Article
Development of a survival prediction model – a case study
Search Medline for
Authors
| Published: | September 15, 2023 |
|---|
Outline
Text
Introduction: When developing a prediction model, it is crucial to choose methods carefully. This is particularly important for survival endpoints, as the standard practice in regression analysis of predicting the mean of a distribution may not be suitable. To guide the process, the TRIPOD statement outlines a framework for specifying and reporting various aspects, including outcome, predictors, missing data, model specification, and validation [1].

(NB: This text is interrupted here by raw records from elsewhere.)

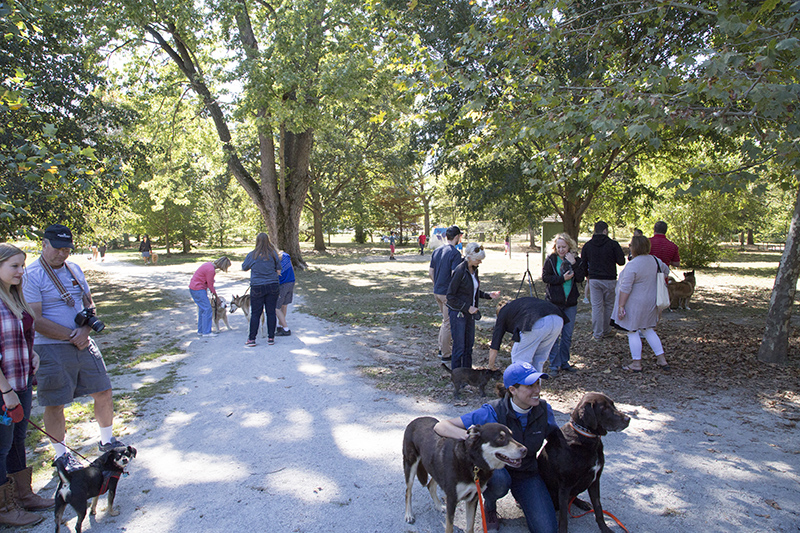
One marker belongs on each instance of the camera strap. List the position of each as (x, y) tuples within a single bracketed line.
[(65, 296)]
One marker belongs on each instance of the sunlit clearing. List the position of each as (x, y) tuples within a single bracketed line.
[(190, 468), (361, 283), (305, 485), (256, 420), (363, 442)]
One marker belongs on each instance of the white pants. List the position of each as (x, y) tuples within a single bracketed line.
[(534, 346)]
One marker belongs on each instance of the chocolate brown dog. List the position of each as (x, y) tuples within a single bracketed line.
[(101, 476), (477, 377), (572, 460), (681, 291), (454, 464)]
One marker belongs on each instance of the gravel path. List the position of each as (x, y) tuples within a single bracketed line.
[(291, 438)]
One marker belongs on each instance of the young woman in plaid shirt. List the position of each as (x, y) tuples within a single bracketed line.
[(18, 364)]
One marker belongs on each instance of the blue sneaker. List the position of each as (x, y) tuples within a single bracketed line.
[(111, 445), (67, 462)]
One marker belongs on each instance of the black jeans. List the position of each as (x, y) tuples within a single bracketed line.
[(263, 297)]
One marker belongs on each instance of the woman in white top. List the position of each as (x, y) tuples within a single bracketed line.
[(635, 305)]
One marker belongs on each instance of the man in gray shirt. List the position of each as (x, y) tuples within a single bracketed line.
[(71, 363)]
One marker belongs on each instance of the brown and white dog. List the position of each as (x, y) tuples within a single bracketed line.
[(243, 302), (681, 291), (572, 460), (220, 307), (452, 464)]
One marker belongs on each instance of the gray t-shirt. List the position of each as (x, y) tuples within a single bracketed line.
[(39, 288)]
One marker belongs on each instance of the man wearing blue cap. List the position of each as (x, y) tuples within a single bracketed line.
[(530, 420), (71, 363)]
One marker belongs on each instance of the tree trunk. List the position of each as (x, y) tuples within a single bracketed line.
[(316, 212), (281, 194), (775, 344)]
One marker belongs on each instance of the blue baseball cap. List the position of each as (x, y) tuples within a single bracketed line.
[(521, 374)]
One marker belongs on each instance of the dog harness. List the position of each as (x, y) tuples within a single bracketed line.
[(107, 475)]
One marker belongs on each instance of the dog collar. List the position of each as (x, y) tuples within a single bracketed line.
[(582, 431)]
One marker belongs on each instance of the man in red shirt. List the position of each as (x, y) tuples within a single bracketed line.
[(663, 248)]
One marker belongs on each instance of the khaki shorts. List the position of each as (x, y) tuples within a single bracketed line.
[(285, 294), (66, 373)]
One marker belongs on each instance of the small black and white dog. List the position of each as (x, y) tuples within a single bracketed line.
[(101, 476)]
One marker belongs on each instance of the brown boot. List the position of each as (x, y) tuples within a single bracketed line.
[(11, 514), (23, 492)]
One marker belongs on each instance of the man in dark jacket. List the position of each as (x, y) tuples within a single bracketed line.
[(534, 325), (602, 255)]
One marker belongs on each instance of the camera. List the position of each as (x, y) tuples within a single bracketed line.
[(87, 318)]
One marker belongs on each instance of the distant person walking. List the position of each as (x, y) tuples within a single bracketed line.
[(391, 247), (285, 295), (264, 264), (562, 272), (602, 255), (202, 281), (145, 248), (663, 248), (444, 260), (635, 306), (462, 302)]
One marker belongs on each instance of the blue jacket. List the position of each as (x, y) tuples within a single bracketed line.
[(264, 271)]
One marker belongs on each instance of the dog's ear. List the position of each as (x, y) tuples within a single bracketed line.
[(586, 417)]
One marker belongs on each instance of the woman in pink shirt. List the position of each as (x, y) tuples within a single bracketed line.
[(203, 280)]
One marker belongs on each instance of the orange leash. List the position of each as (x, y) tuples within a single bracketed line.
[(475, 471), (591, 511)]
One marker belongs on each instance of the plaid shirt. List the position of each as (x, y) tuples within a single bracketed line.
[(15, 347)]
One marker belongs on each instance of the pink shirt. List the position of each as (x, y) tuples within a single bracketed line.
[(204, 278)]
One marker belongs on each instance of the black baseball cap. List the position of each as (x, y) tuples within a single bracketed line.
[(452, 232), (59, 236)]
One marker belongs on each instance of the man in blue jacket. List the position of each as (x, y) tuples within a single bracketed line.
[(601, 256), (444, 260)]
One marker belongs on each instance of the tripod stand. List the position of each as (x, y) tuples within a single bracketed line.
[(527, 276)]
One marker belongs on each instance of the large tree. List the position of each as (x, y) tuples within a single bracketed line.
[(261, 71)]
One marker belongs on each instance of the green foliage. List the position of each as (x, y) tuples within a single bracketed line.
[(60, 153), (696, 224)]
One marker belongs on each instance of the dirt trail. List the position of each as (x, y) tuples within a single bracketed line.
[(292, 438)]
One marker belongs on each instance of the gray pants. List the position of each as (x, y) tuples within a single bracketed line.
[(602, 297)]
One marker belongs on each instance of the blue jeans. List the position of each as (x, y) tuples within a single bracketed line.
[(531, 493), (204, 311), (12, 439), (462, 329), (559, 355), (263, 297)]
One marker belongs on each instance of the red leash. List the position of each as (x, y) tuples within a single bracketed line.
[(475, 471), (591, 511)]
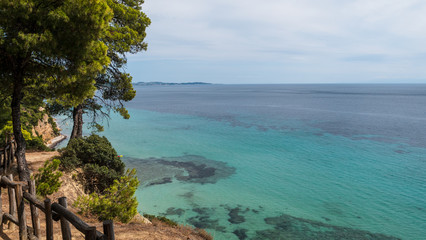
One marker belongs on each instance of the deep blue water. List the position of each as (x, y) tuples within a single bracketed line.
[(281, 161)]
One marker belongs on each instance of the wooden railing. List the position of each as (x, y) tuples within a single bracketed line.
[(18, 191), (6, 156)]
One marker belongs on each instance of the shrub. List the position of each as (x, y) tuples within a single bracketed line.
[(118, 201), (36, 143), (47, 179), (100, 163)]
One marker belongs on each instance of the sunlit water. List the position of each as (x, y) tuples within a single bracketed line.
[(281, 161)]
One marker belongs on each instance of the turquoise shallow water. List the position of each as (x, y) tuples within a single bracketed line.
[(262, 175)]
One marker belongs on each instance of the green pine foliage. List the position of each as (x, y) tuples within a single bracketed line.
[(48, 178), (98, 159), (117, 203)]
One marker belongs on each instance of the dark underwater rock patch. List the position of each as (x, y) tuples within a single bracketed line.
[(174, 211), (187, 168), (204, 220), (240, 233), (196, 172), (235, 217), (161, 181), (288, 227)]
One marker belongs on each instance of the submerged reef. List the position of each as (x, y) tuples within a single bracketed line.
[(187, 168), (289, 227)]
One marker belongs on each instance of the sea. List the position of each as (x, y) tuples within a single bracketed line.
[(326, 161)]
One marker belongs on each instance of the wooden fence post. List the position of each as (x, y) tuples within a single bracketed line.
[(21, 213), (109, 230), (12, 202), (65, 225), (12, 153), (1, 211), (90, 234), (49, 221), (6, 157), (34, 211)]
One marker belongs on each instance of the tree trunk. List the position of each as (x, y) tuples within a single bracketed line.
[(24, 172), (77, 128)]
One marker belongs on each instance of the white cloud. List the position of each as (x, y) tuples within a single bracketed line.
[(355, 34)]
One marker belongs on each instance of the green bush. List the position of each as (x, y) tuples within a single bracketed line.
[(47, 179), (36, 143), (100, 163), (98, 178), (117, 203)]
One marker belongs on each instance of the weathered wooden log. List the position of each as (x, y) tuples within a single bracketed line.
[(33, 200), (12, 201), (90, 234), (1, 211), (49, 222), (21, 213), (108, 230), (34, 211), (8, 181), (12, 220), (71, 217), (65, 226)]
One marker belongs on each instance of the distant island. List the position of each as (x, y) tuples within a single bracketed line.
[(168, 84)]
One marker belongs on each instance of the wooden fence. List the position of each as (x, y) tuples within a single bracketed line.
[(7, 156), (20, 193)]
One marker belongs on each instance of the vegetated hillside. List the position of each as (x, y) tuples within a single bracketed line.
[(138, 228)]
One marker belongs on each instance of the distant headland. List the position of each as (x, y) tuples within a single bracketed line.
[(168, 84)]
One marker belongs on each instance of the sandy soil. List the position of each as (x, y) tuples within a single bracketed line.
[(138, 228)]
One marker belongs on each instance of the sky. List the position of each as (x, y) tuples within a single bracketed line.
[(283, 41)]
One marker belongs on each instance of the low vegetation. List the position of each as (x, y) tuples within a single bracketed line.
[(98, 159), (111, 189), (48, 178), (116, 203)]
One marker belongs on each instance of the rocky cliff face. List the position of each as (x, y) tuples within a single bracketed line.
[(44, 129)]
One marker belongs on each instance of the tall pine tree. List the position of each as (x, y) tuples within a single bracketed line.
[(53, 48)]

Methods: We discuss advantages and disadvantages of different ways to handle each aspect and we present the choices we made for developing and validating a prediction model for kidney survival of patients with the Autosomal Recessive Polycystic Kidney Disease. Patient data was collected within an observational registry study [2]. The selection of the discussed methods is based on personal experience and unsystematic literature searches.
Results: In terms of predicting patient outcomes, several options exist, including a relative risk score, a complete survival distribution, or something in between. The choice between these options is dependent on the prediction objective. Additionally, choosing the right model is not straight forward, as the widely used Cox model is easy to apply in practice, but machine learning approaches, such as random survival forests [3], may provide more accurate predictions due to their adaptability. When a small set of predictors is desired, variable selection techniques are necessary. Here, the performance of different predictor sets has to be estimated in an unbiased way, e.g. by cross validation. Selecting an appropriate metric to evaluate model performance is also crucial and must align with the prediction objective. For example, concordance can be used as metric if the objective is to predict the order of events correctly [4]. Technical issues, such as pooling Kaplan-Meier curves, are essential to consider when handling missing values using multiple imputation [5]. When splitting a dataset into development and validation sets, it is important to ensure both groups are representative, which can be accomplished by stratified splitting. If strata are too small to split, we recommend splitting by minimization. Model validation should be prespecified and can occur within the development process via cross-validation or on a separate validation dataset. The latter option provides the possibility to make data driven choices during the development, without introducing bias in the validation process.
Discussion: Developing and validating a survival prediction model involves several factors that must be taken into account. To exemplify these elements, we provide a real clinical case study.
The authors declare that they have no competing interests.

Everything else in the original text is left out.